Inexistant toute sa vie

J’aime manger seul au restaurant, et écouter d’une oreille les conversations de mes voisins. Hier, j’étais dans une brasserie du Havre, en attendant l’heure de ma séance de cinéma.

Le_havre_perretUne femme, la petite soixantaine, pas spécialement jolie mais grassouillette et avenante, dînait avec un couple du même âge, sans doute, mais d’apparence plus fatiguée. Elle parlait de son Jean-Claude, dont elle était à présent veuve, en disant de lui « c’est triste à dire mais il a été inexistant toute sa vie ». Elle reprochait à feu son époux de tout avoir donné à ses employeurs, sans avoir pris de temps pour lui-même et pour sa famille. Elle aurait aimé que sa fille porte son nom de jeune fille à elle : « c’est moi qui l’ai faite », mais à l’époque, rappelle-t-elle, « ça ne se faisait pas ». Elle est heureuse que sa petite fille ait un double patronyme. Je n’ai pas tout compris mais à un moment elle a utilisé le verbe « tilter » pour dire « comprendre ».
« Je veux vivre, m’éclater ! ». Il est clair dans le contexte qu’elle parle de sexe, peut-être même d’un sentiment de retard à rattraper dans le domaine.

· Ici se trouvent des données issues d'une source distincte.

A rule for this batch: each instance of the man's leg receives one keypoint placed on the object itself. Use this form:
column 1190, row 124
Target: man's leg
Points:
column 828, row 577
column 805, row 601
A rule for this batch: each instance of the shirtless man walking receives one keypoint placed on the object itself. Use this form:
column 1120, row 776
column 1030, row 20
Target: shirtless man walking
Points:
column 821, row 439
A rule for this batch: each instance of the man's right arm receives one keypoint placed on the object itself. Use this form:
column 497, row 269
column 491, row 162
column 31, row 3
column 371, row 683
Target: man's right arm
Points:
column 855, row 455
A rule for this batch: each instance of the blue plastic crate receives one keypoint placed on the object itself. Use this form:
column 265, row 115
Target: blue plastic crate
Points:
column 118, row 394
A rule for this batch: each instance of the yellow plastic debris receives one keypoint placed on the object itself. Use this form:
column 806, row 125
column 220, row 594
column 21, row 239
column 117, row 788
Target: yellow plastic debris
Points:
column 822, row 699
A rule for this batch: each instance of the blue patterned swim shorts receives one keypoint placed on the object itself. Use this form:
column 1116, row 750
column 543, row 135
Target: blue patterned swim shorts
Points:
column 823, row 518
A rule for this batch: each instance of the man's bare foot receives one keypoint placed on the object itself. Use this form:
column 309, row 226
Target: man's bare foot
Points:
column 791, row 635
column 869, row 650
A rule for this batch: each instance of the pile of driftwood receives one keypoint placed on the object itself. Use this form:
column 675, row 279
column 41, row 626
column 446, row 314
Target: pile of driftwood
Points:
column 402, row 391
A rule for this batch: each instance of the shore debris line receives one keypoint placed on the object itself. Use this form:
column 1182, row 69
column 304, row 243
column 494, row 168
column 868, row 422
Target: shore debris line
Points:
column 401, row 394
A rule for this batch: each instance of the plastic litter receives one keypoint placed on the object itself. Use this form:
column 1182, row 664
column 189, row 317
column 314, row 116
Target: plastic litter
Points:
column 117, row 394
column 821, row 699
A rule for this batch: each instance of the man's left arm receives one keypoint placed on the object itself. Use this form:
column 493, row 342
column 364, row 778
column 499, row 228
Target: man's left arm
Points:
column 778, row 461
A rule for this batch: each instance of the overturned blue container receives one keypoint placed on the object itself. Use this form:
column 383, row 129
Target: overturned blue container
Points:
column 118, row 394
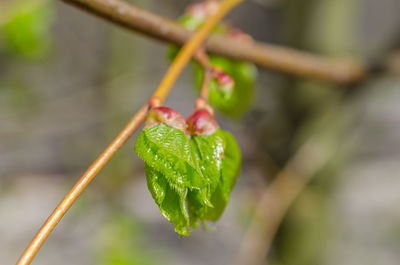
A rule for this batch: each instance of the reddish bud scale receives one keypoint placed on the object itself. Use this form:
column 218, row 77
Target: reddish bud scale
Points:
column 165, row 115
column 201, row 122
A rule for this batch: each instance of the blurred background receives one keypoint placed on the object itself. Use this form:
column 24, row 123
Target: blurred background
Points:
column 70, row 81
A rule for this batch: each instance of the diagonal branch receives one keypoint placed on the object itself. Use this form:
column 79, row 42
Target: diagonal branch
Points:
column 274, row 57
column 159, row 94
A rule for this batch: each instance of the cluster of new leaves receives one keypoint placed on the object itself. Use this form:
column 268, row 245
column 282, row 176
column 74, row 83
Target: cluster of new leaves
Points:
column 191, row 167
column 235, row 99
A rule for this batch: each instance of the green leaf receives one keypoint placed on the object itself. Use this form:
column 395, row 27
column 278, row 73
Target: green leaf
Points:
column 190, row 179
column 243, row 73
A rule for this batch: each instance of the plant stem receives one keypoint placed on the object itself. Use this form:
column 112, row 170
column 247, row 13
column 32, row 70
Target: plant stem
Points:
column 160, row 93
column 201, row 57
column 274, row 57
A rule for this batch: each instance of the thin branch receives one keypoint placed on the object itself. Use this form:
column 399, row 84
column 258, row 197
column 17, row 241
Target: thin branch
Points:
column 159, row 94
column 202, row 58
column 274, row 57
column 277, row 198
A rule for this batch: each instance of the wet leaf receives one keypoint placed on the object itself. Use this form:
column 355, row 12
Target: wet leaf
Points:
column 190, row 178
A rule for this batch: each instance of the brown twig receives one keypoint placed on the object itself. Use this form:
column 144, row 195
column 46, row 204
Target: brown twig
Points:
column 159, row 95
column 202, row 58
column 274, row 57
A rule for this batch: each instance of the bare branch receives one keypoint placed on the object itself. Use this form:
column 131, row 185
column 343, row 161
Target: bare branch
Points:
column 274, row 57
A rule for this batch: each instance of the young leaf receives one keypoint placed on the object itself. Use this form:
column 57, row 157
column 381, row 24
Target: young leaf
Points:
column 226, row 157
column 244, row 75
column 26, row 30
column 190, row 179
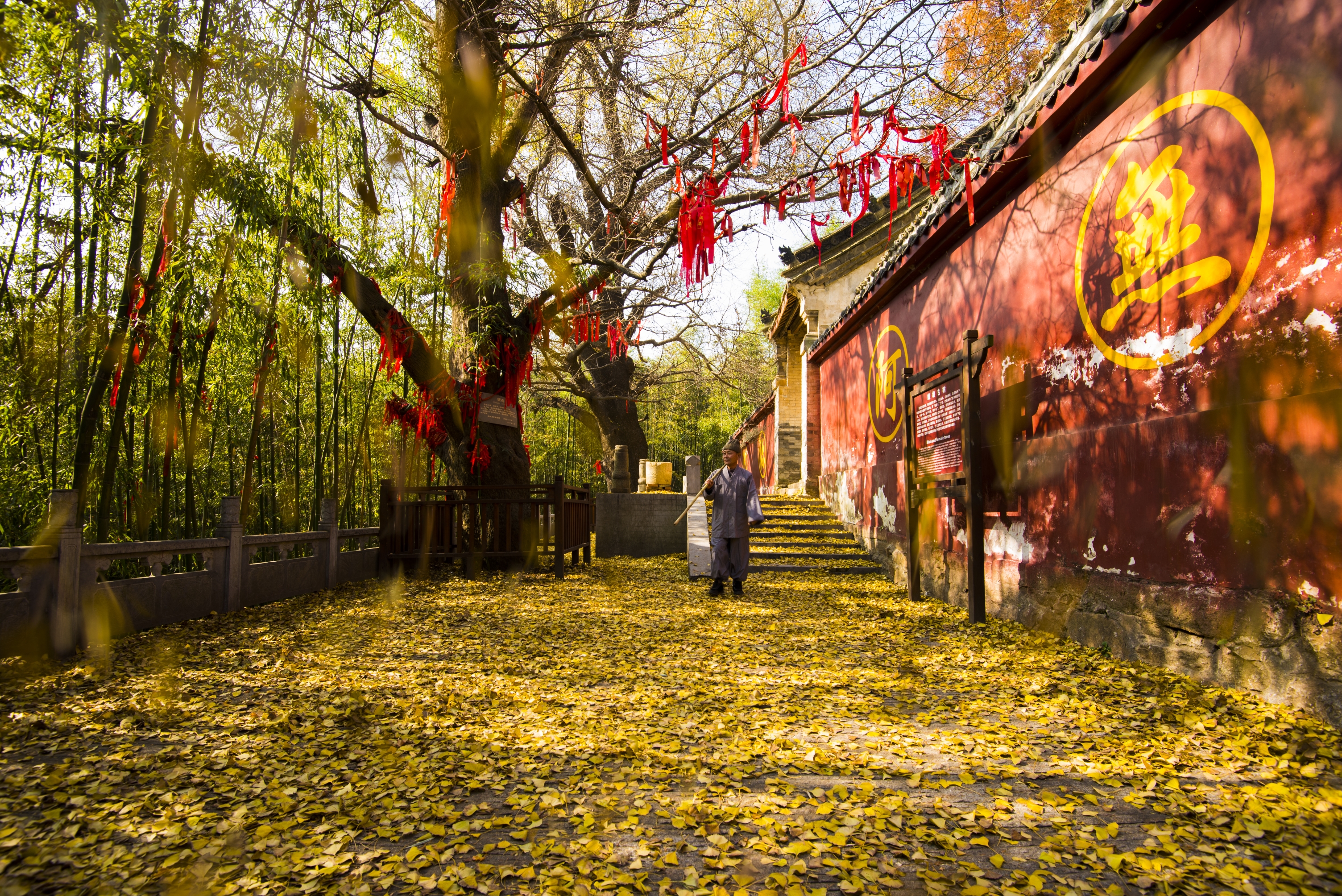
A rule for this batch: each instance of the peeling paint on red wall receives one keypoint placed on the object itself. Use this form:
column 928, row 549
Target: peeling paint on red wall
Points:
column 1164, row 400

Son époux n’est sans doute pas mort depuis très longtemps, mais suffisamment pour qu’elle ait désormais envie de passer à une autre phase de sa vie et même, à une meilleure phase. Ses amis ne rebondissent pas directement sur ce qui était peut-être une proposition de partouzage, mais embrayent sur cette considération : ils n’auraient pas envie de vivre centenaires : « c’est beaucoup trop ». Elle, au contraire, s’y verrait bien, et même, c’est ce qu’elle se souhaite, à condition de rester « en bonne santé ».
Ils ont parlé de religion, aussi, enfin d’intrigues de paroissiens.

Tout le monde d’accord

Je vois fleurir des messages sur les réseaux sociaux qui affirment : « tout le monde est Charlie mais personne n’est Kenya », et autres pensées du même style qui pointent le fait que certaines tragédies pèsent plus que d’autres. Effectivement, le massacre des étudiants de l’université de Garissa ne semble pas avoir fait l’ouverture de beaucoup de journaux télévisés, tandis que l’attentat du musée du Bardo à Tunis avait eu plus d’effet médiatique : eh oui, pendant des heures on ne savait pas précisément combien de français étaient concernés !
Et bien entendu, l’exécution des membres de la rédaction de Charlie Hebdo avait été un choc brutal : ça se passait dans Paris, et on connaissait le visage et la voix de plusieurs des victimes. Je me souviens qu’il y a eu très tôt des gens pour râler parce qu’on parlait trop de Cabu, de Wolinski et de Charb mais pas des plus discrets Tignous, Maris et Honoré. Et puis on a râlé parce qu’on parlait trop des gens de la rédaction mais pas assez des policiers qui les défendaient, ni de l’agent de maintenance qui s’était trouvé là, etc. Et quand on a finalement parlé d’eux, que les « je suis Ahmed » ont fleuri, presque en opposition « je suis Charlie »1, d’autres se sont lamentés d’un supposé manque d’intérêt général pour les cinq morts de l’épicerie casher de la porte de Vincennes, et d’autres encore se sont plaint qu’on porte le deuil de policiers, finalement (entre temps ils se sont rappelés qu’ils n’aimaient pas les policiers), et les mêmes, souvent, ont fustigé l’apparente unité du pays : tous ces gens d’accord pour manifester leur émotion, c’était louche, forcément2.
Au secours !

...
Même le premier ministre est « Kenya ». Enfin kenyan. Donc on ne peut pas dire « personne ne s’y intéresse ».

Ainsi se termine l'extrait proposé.